(a) (1) When the particle will hit the rod, the hinge will restrict the motion of the end of the rod. We can imagine the rod starting to rotate about hinge and particle continuing to move on same line of motion. The impulse that particle will experience by rod is along the line of motion.
(2) We will consider rod and particle as our system. This system will experience external impulse due to hinge. So, the momentum of the system cannot be conserved. But the angular momentum of the system about hinge will remain conserved as torque due to impulse at hinge is zero.
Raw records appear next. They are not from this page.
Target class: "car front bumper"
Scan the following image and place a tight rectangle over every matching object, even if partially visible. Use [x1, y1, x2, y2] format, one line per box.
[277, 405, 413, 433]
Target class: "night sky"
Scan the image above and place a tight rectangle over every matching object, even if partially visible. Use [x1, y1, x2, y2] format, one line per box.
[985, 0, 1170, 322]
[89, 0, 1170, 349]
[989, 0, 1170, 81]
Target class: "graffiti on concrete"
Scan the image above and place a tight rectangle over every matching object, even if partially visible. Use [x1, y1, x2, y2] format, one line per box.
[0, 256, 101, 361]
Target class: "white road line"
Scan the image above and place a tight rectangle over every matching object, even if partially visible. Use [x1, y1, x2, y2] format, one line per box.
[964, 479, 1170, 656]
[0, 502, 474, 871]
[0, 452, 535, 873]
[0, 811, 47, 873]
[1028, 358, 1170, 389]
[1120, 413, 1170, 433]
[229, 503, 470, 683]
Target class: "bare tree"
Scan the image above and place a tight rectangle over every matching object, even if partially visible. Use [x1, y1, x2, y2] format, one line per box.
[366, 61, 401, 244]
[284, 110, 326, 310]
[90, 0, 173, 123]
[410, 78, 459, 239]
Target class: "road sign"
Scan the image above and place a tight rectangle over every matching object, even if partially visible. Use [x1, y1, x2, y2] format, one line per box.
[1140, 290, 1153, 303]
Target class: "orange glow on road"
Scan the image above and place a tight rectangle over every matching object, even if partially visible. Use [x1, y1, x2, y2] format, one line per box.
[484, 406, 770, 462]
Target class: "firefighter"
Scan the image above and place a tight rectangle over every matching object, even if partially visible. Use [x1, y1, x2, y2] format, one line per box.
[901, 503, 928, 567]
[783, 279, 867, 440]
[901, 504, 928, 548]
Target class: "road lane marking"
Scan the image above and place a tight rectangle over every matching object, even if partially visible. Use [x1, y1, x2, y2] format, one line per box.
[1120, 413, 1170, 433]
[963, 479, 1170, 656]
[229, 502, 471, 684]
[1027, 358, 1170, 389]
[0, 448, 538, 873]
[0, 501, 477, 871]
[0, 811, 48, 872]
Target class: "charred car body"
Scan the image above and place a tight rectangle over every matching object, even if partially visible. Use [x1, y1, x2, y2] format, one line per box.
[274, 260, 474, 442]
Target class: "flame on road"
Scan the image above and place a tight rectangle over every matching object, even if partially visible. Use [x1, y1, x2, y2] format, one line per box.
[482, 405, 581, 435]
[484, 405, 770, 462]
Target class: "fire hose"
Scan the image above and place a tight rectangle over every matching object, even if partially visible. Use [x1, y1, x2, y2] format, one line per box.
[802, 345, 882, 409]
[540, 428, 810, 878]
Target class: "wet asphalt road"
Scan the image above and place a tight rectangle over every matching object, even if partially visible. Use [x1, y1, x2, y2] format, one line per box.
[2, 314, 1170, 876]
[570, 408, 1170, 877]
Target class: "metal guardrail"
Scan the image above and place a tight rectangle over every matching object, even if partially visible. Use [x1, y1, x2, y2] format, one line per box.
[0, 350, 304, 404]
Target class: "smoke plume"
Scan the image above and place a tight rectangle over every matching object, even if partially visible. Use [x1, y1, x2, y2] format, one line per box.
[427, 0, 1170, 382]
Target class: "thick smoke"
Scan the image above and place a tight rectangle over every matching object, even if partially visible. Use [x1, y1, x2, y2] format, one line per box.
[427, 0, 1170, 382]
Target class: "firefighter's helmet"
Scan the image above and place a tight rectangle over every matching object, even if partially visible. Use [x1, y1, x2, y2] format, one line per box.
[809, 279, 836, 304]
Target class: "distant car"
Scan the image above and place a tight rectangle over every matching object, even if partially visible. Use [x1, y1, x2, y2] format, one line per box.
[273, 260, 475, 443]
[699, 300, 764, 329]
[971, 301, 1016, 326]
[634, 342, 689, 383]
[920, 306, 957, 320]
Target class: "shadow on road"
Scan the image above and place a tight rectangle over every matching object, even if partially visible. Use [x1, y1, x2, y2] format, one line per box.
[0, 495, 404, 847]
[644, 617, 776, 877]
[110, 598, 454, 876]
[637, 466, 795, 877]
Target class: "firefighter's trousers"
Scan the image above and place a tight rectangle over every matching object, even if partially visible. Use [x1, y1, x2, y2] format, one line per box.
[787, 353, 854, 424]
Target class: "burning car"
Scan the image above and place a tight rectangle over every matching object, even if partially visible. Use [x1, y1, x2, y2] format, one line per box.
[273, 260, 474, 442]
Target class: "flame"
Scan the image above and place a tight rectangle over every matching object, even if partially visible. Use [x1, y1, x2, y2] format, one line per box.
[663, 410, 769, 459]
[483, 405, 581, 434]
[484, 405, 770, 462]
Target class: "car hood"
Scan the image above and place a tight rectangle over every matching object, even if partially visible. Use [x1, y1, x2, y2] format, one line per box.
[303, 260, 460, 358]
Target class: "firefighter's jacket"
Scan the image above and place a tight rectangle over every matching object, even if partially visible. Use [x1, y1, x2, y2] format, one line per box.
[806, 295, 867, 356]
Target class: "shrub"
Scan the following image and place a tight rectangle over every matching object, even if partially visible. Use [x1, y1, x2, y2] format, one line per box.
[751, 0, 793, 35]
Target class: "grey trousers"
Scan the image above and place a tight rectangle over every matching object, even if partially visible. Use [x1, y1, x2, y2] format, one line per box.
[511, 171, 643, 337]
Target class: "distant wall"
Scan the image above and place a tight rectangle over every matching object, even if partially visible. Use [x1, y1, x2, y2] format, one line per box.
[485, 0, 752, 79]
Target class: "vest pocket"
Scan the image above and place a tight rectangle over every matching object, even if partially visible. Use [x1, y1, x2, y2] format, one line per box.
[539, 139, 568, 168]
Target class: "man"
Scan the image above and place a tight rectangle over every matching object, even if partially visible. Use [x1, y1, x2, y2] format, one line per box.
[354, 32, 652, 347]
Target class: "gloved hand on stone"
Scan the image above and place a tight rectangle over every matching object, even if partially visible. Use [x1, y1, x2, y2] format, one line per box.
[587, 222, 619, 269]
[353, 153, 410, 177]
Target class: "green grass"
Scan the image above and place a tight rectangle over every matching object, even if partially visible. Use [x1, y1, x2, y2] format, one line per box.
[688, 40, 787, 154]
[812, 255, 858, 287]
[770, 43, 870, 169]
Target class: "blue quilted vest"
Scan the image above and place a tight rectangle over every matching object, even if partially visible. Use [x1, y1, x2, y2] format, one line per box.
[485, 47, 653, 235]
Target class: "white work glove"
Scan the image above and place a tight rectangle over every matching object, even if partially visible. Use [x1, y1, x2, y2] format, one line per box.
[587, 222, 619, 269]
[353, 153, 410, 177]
Calculation: By conserving angular momentum about hinge
`mv_(0)x=mvx+(ml^(2)omega)/3`
Here v is the speed of particle after the collision and `omega` is the angular velocity of rod after the collision as shown in Fig. We can also write Newton.s law of collision remembering that it is the velocity of constant points that is required. Thus,
`(omegax-v)/(0-v_(0))=-e`
Solving Eq. and,we get
`omega=(3v_(0)x(1+e))/((l^(2)+3x^(2)))`
(b) (1) Coefficient of restitution is e and perpendicular distance of line of motion from hings is x. Consider e = 1/3, `v_(0)` = 3 m/s, l = 1 m, m = 2 kg and x = 1/3 m.
(2) Now to find impulse `J_(1)`, due to the hinge, we will consider rod and particle as our system and write impulse and momentum equations.
Calculation: We should remember that impulse between rod and particle during the collision need not be considered since it will be in internal impulse, thus we can write
`vecJ_(1)=(vecP_("rod "f)+vecP_("particle "f))-(vecP_("rod "i)+vecP_("particle "i))`
`vecP_("particle "i)=6 Nm" "vecP_("rod "i)=0`
For `vecP_("particle".f)` we need to find speed of particle from part (a).
`omega=(3xx3xx(1//3)(1+1//3))/([1^(2)+3(1//3)^(2)])`
Now solving for v by putting value of `omega`, we get
`(3xx(1//3)-v)/(0-(3))=-1/3m//s`
Solving for v = 0, we get `vecP_("particle".f)=0`.
For `vecP_("rod".f)` we need velocity of center of mass of rod as
`vecP_("rod".f)=MV_("com")`.
Thus, `V_("com")=omegaxxr_(c)=omegaxxl/2=3/2m//s`
and `P_("rod "f)=2xx3/2=3kgm//s`
Hence, `J_(1)=(3+0)-(0+6)=-3kgm//s`